No tengo muy claro que pasó con el resto de septiembre. Tampoco recuerdo muy bien que pasó con Octubre, ni como festejé mi cumpleaños. Lo que me queda de esos días es el techo de mi antiguo cuarto, los dos afiches pegados, las manchas de humedad, la telaraña en la esquina junto al ropero, que se iba haciendo todos los días un poco más grande. ¿Será ridículo que una ciudad te duela? Si es así, soy ridículo porque Nueva York me dolía. Me dolía pensar en los teatros de Broadway cerrados. Me dolía pensar en el chino que me preguntaba strawberryvanilla? antes de servirme un helado de chocolate y me dolía pensar en la amable mujer de la perfumería de Macy’s que me decía no hablo español.

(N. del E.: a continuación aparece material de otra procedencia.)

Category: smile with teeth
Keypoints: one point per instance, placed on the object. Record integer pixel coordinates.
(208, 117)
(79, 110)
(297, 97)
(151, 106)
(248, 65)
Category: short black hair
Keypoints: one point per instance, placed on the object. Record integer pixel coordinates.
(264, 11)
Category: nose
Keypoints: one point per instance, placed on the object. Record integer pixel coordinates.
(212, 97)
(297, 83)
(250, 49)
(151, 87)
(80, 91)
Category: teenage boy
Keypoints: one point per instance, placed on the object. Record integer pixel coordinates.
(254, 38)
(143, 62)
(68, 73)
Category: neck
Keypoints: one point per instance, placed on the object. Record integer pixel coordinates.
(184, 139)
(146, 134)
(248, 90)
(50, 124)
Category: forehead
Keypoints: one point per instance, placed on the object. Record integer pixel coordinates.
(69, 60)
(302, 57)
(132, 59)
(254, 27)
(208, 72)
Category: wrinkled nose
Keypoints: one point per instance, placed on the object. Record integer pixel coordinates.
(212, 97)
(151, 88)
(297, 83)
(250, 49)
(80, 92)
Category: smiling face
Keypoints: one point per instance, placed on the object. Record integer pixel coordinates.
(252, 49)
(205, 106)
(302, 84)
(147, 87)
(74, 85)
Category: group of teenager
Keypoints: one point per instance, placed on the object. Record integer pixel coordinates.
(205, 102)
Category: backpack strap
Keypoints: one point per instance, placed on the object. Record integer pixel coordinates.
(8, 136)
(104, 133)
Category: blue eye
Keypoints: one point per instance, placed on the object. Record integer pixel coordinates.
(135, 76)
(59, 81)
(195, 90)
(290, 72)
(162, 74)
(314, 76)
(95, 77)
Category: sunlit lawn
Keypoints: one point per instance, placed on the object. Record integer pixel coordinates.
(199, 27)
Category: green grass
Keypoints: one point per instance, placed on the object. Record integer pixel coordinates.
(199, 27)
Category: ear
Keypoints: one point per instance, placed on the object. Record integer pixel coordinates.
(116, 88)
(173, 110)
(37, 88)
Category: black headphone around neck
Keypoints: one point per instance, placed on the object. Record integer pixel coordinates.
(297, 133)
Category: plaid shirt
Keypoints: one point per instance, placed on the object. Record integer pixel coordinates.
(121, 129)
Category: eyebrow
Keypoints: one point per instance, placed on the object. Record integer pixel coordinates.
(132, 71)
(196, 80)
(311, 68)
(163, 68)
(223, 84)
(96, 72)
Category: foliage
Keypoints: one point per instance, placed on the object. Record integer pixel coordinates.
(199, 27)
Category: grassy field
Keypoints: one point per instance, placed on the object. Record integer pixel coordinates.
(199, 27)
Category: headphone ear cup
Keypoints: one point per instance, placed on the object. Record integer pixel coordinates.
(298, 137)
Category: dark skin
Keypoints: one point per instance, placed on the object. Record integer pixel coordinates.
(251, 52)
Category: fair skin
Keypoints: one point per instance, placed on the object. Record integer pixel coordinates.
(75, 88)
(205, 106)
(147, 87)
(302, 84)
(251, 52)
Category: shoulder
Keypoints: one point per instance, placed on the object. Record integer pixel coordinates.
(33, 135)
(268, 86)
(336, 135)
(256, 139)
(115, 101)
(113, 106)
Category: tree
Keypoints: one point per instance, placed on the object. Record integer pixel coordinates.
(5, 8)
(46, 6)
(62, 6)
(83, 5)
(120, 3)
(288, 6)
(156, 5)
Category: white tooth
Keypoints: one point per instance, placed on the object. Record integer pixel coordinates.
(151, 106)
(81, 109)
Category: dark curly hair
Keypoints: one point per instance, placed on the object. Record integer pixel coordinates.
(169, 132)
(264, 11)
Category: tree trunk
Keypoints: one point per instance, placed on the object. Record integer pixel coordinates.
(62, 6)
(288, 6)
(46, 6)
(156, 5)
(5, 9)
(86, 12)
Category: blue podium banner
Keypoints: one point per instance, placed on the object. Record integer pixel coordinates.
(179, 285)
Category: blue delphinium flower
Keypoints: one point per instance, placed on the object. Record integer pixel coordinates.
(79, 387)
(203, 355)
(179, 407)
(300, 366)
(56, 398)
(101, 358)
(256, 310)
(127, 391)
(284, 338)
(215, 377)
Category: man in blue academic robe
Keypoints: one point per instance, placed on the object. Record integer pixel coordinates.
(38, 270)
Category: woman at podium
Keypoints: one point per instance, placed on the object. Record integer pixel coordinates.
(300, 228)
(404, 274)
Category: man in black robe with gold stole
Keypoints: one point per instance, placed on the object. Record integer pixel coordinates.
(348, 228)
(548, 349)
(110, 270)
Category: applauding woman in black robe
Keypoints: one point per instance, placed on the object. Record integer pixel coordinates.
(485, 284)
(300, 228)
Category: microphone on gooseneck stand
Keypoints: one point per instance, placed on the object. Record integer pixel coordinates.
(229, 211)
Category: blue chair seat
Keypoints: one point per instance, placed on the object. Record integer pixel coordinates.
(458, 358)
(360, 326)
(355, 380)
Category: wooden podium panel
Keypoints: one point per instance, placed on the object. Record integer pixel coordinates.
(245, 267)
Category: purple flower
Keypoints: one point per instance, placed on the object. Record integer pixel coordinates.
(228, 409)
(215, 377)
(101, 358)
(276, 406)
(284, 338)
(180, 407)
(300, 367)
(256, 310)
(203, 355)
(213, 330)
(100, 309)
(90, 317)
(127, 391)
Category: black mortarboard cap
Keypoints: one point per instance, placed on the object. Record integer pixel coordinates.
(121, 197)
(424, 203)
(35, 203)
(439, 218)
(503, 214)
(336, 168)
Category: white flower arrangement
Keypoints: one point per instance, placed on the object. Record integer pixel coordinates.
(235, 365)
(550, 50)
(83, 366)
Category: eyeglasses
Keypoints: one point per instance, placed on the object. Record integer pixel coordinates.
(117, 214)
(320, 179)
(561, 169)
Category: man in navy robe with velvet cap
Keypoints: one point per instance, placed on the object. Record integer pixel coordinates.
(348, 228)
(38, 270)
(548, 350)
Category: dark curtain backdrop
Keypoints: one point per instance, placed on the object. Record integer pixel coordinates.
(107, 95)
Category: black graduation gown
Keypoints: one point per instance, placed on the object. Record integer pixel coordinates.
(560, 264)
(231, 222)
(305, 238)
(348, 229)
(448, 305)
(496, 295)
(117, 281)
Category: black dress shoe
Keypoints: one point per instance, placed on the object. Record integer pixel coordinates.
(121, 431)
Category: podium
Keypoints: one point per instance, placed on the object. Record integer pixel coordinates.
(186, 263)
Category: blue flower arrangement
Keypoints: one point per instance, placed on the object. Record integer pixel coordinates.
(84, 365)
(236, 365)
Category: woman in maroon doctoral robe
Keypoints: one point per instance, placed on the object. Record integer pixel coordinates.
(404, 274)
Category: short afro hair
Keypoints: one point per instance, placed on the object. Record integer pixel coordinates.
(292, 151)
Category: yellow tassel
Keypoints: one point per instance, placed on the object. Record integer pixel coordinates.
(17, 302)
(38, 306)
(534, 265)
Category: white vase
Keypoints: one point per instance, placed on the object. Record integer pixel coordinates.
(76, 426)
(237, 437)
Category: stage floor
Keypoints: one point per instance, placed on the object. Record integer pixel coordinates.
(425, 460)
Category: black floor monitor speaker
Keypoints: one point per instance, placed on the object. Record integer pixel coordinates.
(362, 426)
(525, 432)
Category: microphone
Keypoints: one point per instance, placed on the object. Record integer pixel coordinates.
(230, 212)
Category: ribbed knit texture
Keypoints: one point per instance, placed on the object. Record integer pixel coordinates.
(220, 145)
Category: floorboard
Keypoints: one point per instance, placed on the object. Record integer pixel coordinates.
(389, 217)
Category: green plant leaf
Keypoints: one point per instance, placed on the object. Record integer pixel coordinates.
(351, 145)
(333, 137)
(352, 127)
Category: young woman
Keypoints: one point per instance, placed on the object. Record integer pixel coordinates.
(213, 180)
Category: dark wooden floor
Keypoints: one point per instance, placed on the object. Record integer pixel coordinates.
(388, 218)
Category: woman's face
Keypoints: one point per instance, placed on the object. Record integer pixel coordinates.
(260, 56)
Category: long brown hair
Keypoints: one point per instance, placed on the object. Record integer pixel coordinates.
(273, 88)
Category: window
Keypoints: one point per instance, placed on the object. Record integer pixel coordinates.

Dolía, sobretodo, pensar en todas las personas que habían despertado temprano para trabajar ese día en las Torres Gemelas. La vida se acaba de pronto, en el estruendo del golpe. Sin tiempo de hablar a casa y decirle a tus padres: te quiero. Sin tiempo de fumarse un último cigarro. No podía hacer nada. Superman no los había salvado y yo tampoco. No iba a haber un milagroso escape ni risas al final. En todos esos meses de mirar al techo, entre el dolor y la confusión provocada por el dolor, alcancé a ensamblar una idea. Eso no me iba a pasar a mí. Es decir, cuando ese avión con mi nombre escrito impactara sobre mi vida, me iba a encontrar con una sonrisa en el rostro. Mi último pensamiento sería: no me arrepiento de nada.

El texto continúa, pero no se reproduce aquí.